Sometimes, queers find the strength to gather, the strength to celebrate and remember and mourn those we loved. Sometimes, often, we cannot or we dare not. We become impossible. Many who lived through what they call the plague years in the U.S. are still unable to find the language to describe their losses, our losses.

Let me gather myself.
*
Eve Sedgwick’s “How to Bring Your Kids up Gay” opens with a meditation on suicide.

Eve Sedgwick, "How to Bring Your Kids up Gay," Social Text 29 (1991): 18-27
She notes, “It’s always open season on gay kids.” She worries that an emphasis on healthy adult gay men, where “healthy” translates into what we’d call “cis” today, marginalizes “the effeminate boy.”

the eclipse of the effeminate boy from adult gay discourse would represent more than a damaging theoretical gap; it would represent a node of annihilating homophobic, gynephobic, and pedophobic hatred internalized and made central to gay-affirmative analysis. The effeminate boy would come to function as the open secret of many politicized adult gay men.

In 1991, when Sedgwick’s article was published, the term cis had not yet become a queer vernacular. Trans activists made this possible. We might return to Sedgwick’s essay, having learned from trans activists how to think about the “effeminate boy” and the “boyish girl” as misnomers for a range of gendered, sexed, and sexualized presents and futures. The problem of the queer child—trans, intersexed, lesbian, bisexual, gay—is always how to occupy a present that cannot imagine such a figure.

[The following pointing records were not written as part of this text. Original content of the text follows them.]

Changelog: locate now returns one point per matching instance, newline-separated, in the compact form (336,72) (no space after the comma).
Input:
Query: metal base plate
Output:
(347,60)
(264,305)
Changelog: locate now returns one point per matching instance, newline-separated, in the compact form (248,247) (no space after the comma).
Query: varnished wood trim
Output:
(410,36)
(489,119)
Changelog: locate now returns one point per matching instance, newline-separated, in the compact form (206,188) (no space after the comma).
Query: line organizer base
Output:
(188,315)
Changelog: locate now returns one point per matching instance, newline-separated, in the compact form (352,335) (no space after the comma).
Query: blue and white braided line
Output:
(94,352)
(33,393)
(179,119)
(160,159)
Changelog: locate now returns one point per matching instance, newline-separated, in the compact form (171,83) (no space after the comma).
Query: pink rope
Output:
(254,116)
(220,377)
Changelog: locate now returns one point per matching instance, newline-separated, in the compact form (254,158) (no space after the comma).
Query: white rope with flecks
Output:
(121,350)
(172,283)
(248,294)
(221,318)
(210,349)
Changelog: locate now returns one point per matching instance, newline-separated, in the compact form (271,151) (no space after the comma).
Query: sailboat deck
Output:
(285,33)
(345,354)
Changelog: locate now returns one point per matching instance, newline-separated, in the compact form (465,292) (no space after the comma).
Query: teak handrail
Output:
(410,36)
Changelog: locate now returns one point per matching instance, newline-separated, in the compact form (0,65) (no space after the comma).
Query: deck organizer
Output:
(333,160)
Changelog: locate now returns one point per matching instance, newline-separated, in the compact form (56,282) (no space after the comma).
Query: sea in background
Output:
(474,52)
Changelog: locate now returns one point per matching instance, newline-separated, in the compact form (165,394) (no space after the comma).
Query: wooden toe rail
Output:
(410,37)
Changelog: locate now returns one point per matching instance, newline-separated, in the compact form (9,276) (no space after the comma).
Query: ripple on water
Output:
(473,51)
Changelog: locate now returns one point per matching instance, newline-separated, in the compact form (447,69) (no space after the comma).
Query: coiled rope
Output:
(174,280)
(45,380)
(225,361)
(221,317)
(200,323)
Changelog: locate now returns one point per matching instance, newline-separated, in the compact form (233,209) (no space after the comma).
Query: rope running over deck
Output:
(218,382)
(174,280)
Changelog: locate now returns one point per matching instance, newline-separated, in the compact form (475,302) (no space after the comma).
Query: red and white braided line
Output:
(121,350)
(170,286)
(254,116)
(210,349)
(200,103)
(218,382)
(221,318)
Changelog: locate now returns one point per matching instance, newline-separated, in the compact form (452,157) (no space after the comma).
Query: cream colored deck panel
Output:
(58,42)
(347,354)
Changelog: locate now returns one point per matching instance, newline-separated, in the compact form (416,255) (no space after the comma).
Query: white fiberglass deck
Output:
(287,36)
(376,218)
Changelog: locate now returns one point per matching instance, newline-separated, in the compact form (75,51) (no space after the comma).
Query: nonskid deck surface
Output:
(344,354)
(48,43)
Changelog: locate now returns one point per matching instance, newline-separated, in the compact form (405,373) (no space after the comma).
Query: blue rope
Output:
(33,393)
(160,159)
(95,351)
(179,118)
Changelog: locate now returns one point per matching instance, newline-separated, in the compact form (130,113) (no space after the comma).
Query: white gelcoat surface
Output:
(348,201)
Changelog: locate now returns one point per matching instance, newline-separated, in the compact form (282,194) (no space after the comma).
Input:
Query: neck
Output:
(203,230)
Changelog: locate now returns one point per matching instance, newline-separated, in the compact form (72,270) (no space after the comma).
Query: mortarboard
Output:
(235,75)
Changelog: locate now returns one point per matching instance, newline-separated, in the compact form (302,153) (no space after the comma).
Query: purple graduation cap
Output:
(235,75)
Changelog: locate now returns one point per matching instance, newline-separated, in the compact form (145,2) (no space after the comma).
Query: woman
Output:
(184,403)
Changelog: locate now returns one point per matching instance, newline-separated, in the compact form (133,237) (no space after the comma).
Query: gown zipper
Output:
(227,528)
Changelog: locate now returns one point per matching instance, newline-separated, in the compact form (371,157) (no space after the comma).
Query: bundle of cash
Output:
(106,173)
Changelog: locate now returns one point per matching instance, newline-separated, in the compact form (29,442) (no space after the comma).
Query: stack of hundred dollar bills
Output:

Futures are not inevitable.
*
I do not know if any Kenyan families save suicide notes from their queer children. I imagine that in respectable heteropatriarchal Kenya, such notes cannot exist. I imagine, too, that while many queer children can name the cruelties visited on their bodies, their minds, and their spirits, few have the language to name themselves as queer. Even if they did, how could that matter?

Suicide haunts the white space in Stories of Our Lives. It haunts the ellipses. I am not sure how one writes the stories of queer children who do not live to adulthood. I am not sure how one creates space for their erased and erasable stories. I am not sure how to make Kenya more possible for queer and queered children.